Información nutricional

Cada 100 g de merluza hay:

  • Calorías: 65
  • Proteínas: 11,8 g
  • Grasas: 1,8 g
  • Hierro: 1,10 mg
  • Magnesio: 25,1 mg
  • Potasio: 270 mg
  • Fósforo: 190 mg
  • Cinc: 0,37 mg
  • Vitamina B1: 0,09 mg
  • Vitamina B2: 0,09 mg
  • Vitamina B3: 6,1 mg
  • Ácido fólico: 12,3 mcg
  • Vitamina B12: 1,10 mcg

¿Cómo prepararlo?

La merluza fresca es un pescado que admite múltiples preparaciones culinarias. Sus espinas se retiran con facilidad y su carne es blanda, suave y sabrosa. Se consume frita, asada al horno o a la parrilla, a la plancha o guisada. La cocción al vapor también da lugar a platos muy sugerentes. De cualquier modo, la merluza acepta un buen número de acompañamientos como unas patatas panaderas, pimientos, cebolla, champiñones, espárragos y muy distintos tipos de salsas que van desde la salsa verde hasta la mayonesa. Además de las partes comerciales clásicas, también se consumen las cocochas y la ventresca o zona ventral, ambas partes definidas como deliciosas y por ello muy cotizadas.

La merluza congelada, sobre todo en forma de filetes, lomos o rodajas, es un producto de gran aceptación, que ofrece excelentes resultados culinarios siempre y cuando la descongelación se realice del modo adecuado (en la parte menos fría de la heladera).

¿Cómo comprar?

La compra de cualquier tipo de pescado deberá hacerse en comercios habilitados que presenten buena higiene general y exhiban sus productos frescos, conservados en abundante hielo (cubiertos) o congelados.

El pescado fresco debe presentar:

  • Un ligero olor a pescado, pero nunca olor a amoníaco.
  • Los ojos siempre brillantes, no hundidos. La opacidad o el hundimiento son signos de deterioro.
  • Las agallas rojas, las escamas adheridas al cuerpo y su carne firme.

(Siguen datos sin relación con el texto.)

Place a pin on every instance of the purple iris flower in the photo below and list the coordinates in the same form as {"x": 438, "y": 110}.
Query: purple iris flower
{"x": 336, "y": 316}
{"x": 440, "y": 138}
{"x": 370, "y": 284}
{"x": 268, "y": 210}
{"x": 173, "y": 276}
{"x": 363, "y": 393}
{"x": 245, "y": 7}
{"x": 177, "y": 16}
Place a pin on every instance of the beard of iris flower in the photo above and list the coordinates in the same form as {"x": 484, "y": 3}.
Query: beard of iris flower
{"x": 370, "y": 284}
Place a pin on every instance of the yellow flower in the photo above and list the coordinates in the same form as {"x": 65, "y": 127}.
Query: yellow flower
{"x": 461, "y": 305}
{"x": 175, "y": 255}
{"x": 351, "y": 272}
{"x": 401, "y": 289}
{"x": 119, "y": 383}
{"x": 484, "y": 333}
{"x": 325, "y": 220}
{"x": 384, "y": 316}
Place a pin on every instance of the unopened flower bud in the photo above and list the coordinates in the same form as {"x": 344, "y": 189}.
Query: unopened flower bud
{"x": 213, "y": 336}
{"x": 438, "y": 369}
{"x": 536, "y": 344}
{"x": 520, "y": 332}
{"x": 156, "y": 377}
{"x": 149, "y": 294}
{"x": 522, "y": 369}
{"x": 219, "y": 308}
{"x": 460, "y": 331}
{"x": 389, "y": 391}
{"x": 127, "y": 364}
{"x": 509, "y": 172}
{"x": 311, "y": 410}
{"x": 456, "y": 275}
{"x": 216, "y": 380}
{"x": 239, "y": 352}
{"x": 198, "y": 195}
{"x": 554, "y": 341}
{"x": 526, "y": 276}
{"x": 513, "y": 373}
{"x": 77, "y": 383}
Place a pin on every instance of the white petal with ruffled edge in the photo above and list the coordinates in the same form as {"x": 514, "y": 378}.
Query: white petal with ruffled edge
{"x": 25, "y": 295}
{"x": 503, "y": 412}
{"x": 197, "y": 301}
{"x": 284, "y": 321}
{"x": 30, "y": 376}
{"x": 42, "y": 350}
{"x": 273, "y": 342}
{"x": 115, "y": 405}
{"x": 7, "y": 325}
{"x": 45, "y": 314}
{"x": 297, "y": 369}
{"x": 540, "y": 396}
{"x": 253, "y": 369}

No debe ceder ante la presión del dedo.
  • Pigmentación viva y brillante.
  • La columna vertebral firmemente adherida a los músculos; si se la intentara separar de ellos, debería romperse.
  • La sangre roja y brillante: si el pescado no está fresco, el color se vuelve marrón pardo.

Una vez comprados, los pescados y mariscos deben transportarse directamente al domicilio y refrigerarlos inmediatamente para evitar que se corte la cadena de frío.

Conservación:

  • Mantenerlo no más de 1 o 2 días en la parte más fría de la heladera y hasta 3 meses en el freezer.
  • No descongelar y volver a congelar los pescados y mariscos.
  • Al descongelarlos, no hacerlo a temperatura ambiente.
  • Una vez preparados, consumirlos lo antes posible.
  • Consumir los pescados bien cocidos.